Hundreds of thousands of people have fled their homes in Mali amid deadly militia attacks on villages in the country’s central region.

Over 200,000 have fled so far this year, according to figures from the Rapid Response Mechanism, an emergency response system designed to help deliver aid to vulnerable people.

Several massacres since the start of 2019 have killed hundreds of civilians.

Hassane Hamadou, country director for the Norwegian Refugee Council (NRC) in Mali, said: “The first victims of this cycle of violence are civilians. They are killed, they are maimed, they are threatened; and their only chance of survival is to flee. Today, people are caught between armed groups, self-defence militias, and military forces.”

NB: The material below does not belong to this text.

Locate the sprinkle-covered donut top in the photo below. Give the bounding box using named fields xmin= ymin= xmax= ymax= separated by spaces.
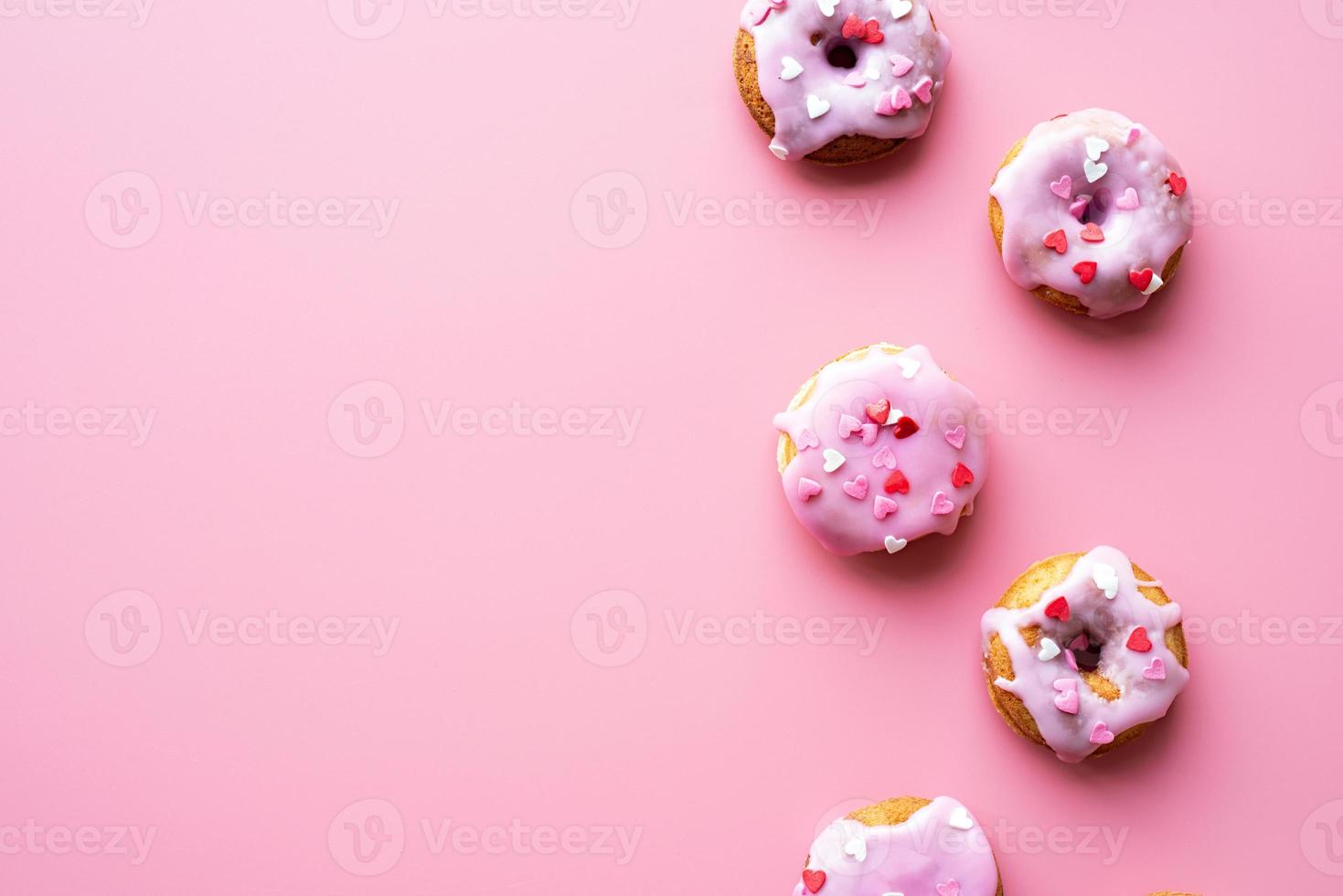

“The protection of civilians is a major concern, especially in places where the state authority has been absent. Humanitarian actors should be given unrestricted access to these people to deliver aid and ensure their protection.”

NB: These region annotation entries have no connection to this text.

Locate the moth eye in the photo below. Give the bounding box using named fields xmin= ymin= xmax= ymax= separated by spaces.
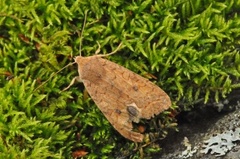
xmin=127 ymin=105 xmax=139 ymax=117
xmin=133 ymin=85 xmax=138 ymax=91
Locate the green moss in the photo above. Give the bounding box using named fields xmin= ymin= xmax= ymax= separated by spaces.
xmin=0 ymin=0 xmax=240 ymax=158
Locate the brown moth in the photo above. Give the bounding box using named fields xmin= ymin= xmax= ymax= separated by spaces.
xmin=65 ymin=46 xmax=171 ymax=142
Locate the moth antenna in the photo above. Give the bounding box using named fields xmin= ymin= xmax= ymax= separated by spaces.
xmin=79 ymin=11 xmax=88 ymax=56
xmin=33 ymin=62 xmax=76 ymax=92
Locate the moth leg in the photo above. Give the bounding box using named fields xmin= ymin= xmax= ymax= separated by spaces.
xmin=61 ymin=76 xmax=82 ymax=92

In the worst of the bloodshed, at least 160 people were killed in the village of Ogossagou ​in March.

The slayings marked an escalation in violence between ethnic Dogon hunters and Fulani herders, who have been pitted against each other in tit-for-tat violence.

Last month, the mayor of Sobame Da said 95 charred bodies had been found in the village, but the government later revised the figure down to 35 killed.

Residents in Mali village of Sobane-Kou after deadly attack on ethnic Dogons on 9 June (AFP/Getty Images)

Just over a week later, gunmen on motorbikes killed at least 41 people in separate attacks on two villages.

Issiaka Ganame, mayor of Yoro, said around 100 men stormed his village and opened fire before carrying out another shooting on the nearby village of Gangafani 2.

Violence between ethnic groups has compounded an already fraught security situation in Mali, where Islamist militants tied to al-Qaeda and Isis are also active.

Dogon village of Sobane Da in central Mali after deadly attack on 9 June (Reuters)

The west African nation’s government is seen as having lost control over parts of the country, having outsourced the fight against jihadis to vigilante militias who regularly turn their weapons on civilians from rival groups.

The Dogon have accused the Fulani of harbouring Islamist militants – charges which the Fulani deny.

Mali’s government must address the arming of ethnic self-defence groups and the proliferation of arms in the country or “there is a high risk of further escalation that could lead to the commission of atrocity crimes”, Antonio Guterres, the United Nations secretary-general, said in his report on Mali in May.